• User Attivo

    Login WP

    Tempo fa parlando con uno sviluppatore di siti web sedicente esperto, mi disse che WP è fatto in un modo, proprio per come è progettato che da il modo di accedere anche senza sapere la pw, e disse che era entrato nel pannello di amministrazione del mio sito solo per verificare se avevo messo in atto qualche protezione da questa caratteristica di WP.
    Io al tempo per sicurezza protessi la cartella wpadmin ma non ho capito cosa intendesse dire e se fosse vero, non riesco a trovare nulla online, qualcuno sa di cosa si tratta relativamente a questa caratteristica di wp che permette l'accesso al pannello di amministrazione?


  • User Attivo

    Sinceramente non ho mai sentito nulla di ciò, ma potrebbe esserci qualche bug in qualche plugin che permette di farlo…
    Comunque se vuoi fargli passare un brivido lungo la schiena digli che lo puoi querelare per accesso abusivo a sistema informatico (art. 615 ter c.p., fino a 3 anni reclusione!). 😉

    Saluti


  • Moderatore

    Ciao
    mmm la vedo dura salvo che ci siano falle a Plugin/Wordpress e che non tieni aggiornati entrambi. Fatti fare lo Screen del backend in modo da verificare che sia vero quello che ti ha detto.

    Questo solo se lo conosci ovviamente, non sfiderei mai un Programmatore ad entrare nel mio sito.


  • User Attivo

    Ciao a tutti, anche a me sembra strano, chiaramente se ci fossero falle nei plugin ad esempio allora si, ma se tutto è aggiornato e la password è complessa la vedo difficile.
    Chiaro che se uno ci si intestardisce e ci prova per due mesi, è probabile che prima o poi riesca ad entrare ma come diceva Riccardo, è una cosa illegale.
    C'è anche da dire una cosa, se fosse così semplice avrei i siti sempre hackerati visto che comunque l'hacking è oramai una piaga, è veramente pieno, ogni sito subisce attacchi continuamente.
    Utilizzo strumenti per la sicurezza e scandaglio con vari tool, per rilevare criticità, i siti sembrano ok, chiaro che non ci sono certezze assolute ma ragionevoli certezze che se tutti gli strumenti non rilevano nulla, il sito sia discretamente al sicuro.


  • User Attivo

    A meno che non si riferisse a questa vulnerabilità, che risulta non ancora "fixed" ma a quanto pare le versioni di WP > 5 non ne sono affette:
    https://wpvulndb.com/vulnerabilities/8807
    Il consiglio è quello di mantenere sempre aggiornato WP, plugin e temi.

    P.S. e comunque ti saresti accorto di un reset della password.


  • User Attivo

    Parliamo di circa 2/3 anni fa non saprei proprio...
    Concordo, temi, plugin, WP sempre aggiornati, e i plugin controllare che non vengano abbandonati da tempo senza rilascio di aggiornamenti, in più anche scansioni del sito con strumenti online e plugin dedicati come wordfence o sucuri e controllare periodicamente nel server, i file del sito, nel core di wp o in altre cartelle se ci sono file che non apaprtengono al sito o sono state apportate modifiche..che battaglia..


  • User

    Sì confermo anche io che non mai sentito nulla del genere. Non si può assolutamente entrare nel pannello di WP senza sapere la password (falle a parte).
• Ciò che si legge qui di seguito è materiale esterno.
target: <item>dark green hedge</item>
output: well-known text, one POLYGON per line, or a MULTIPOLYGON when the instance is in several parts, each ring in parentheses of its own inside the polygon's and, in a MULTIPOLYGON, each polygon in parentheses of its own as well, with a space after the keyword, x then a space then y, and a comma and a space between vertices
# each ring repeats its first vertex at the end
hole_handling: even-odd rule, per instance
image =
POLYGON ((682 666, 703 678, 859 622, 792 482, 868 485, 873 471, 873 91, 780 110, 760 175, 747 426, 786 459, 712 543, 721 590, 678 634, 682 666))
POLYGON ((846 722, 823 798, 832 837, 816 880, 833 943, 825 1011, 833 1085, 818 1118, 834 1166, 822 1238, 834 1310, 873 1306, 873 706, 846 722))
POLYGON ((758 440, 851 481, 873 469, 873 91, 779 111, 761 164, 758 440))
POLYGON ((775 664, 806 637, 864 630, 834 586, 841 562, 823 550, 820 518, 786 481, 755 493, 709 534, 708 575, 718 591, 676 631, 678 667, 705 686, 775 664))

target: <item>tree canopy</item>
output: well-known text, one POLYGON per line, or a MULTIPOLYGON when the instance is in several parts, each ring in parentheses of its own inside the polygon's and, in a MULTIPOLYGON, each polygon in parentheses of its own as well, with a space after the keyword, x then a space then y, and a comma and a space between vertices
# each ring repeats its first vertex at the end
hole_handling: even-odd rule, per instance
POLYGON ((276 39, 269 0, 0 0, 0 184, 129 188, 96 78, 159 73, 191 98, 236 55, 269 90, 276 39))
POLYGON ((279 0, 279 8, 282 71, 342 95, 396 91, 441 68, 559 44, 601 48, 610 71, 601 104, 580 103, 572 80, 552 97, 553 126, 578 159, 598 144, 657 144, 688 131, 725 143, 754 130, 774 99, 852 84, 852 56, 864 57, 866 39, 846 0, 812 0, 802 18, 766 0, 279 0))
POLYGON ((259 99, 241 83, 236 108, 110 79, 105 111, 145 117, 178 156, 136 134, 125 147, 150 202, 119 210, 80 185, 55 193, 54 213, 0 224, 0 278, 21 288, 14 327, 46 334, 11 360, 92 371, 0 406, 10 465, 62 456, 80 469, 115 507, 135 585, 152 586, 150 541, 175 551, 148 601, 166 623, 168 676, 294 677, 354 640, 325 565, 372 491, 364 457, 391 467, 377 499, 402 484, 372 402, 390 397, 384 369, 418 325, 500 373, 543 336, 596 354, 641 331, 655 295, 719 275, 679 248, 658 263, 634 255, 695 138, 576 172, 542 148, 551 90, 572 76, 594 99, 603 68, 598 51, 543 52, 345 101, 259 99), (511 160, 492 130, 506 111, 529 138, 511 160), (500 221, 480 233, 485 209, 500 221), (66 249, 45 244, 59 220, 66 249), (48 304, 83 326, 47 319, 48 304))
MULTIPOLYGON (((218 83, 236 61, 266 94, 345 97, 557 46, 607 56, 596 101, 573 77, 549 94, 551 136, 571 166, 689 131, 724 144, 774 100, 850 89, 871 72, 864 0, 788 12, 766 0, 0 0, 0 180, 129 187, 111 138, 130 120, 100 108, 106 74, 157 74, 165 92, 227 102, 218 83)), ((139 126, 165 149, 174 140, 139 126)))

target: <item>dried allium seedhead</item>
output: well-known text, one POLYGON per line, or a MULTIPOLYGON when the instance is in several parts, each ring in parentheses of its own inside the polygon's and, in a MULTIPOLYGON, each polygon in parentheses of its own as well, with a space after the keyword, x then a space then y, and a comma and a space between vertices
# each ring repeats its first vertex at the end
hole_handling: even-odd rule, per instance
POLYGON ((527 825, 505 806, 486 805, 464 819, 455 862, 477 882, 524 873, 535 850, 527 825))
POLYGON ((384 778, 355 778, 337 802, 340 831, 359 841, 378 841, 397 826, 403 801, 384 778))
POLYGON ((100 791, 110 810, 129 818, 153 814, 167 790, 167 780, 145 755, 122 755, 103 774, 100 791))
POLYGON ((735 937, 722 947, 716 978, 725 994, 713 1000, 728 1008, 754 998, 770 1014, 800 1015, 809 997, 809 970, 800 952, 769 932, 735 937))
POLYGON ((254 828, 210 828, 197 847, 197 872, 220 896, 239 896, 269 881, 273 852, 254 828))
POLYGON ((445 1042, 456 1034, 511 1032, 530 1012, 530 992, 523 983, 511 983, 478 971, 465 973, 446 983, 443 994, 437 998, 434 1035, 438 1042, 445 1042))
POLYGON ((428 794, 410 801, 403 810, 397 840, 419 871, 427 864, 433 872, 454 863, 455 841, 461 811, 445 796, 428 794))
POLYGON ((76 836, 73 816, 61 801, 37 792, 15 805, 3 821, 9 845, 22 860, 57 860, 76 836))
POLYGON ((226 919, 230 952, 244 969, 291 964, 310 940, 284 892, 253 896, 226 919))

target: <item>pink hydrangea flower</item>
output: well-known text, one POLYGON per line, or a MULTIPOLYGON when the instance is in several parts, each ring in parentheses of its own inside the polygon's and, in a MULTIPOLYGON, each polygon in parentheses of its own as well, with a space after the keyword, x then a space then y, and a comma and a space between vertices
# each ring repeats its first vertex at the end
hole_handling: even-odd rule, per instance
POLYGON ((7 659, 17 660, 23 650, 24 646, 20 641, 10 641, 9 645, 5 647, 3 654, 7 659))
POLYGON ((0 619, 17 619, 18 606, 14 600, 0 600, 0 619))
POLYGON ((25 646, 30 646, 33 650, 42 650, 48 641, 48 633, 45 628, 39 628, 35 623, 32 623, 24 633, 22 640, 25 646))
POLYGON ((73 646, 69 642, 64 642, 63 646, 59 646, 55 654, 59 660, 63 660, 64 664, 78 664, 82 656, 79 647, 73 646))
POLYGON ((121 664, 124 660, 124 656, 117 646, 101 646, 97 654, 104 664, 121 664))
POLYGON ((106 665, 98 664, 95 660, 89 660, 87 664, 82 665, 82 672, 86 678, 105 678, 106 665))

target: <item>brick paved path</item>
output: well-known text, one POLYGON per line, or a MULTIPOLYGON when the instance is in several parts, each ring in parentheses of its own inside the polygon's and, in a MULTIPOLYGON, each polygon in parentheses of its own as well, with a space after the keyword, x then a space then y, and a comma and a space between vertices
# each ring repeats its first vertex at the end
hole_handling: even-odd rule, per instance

    Aggiungerei che un livello di sicurezza aggiuntiva è quella di cambiare l'url di accesso al pannello dal classico /wp-admin ad uno personalizzato (ci sono vari plugin che permettono ciò), di non usare il nickname "admin" per l'amministratore e di settore nel profilo di mostrare il nome e/o cognome anzichè il nickname (in wordpress si può generare una lista degli utenti e se lasci di mostrare i nickname di default, dai già un dato al fantomatico hacker).

    Solo con questi due passi l'hacker ha vita dura, perchè prima deve indovinare l'url di accesso e inoltre deve indovinare il nickname con cui provare un brute force della password.


  • User Attivo

    Ciao, si concordo, anche la protezione della cartella wp-admin da un ulteriore liverllo, anche se dvo dire che questa protezione a volte crea problemi con certi plugin.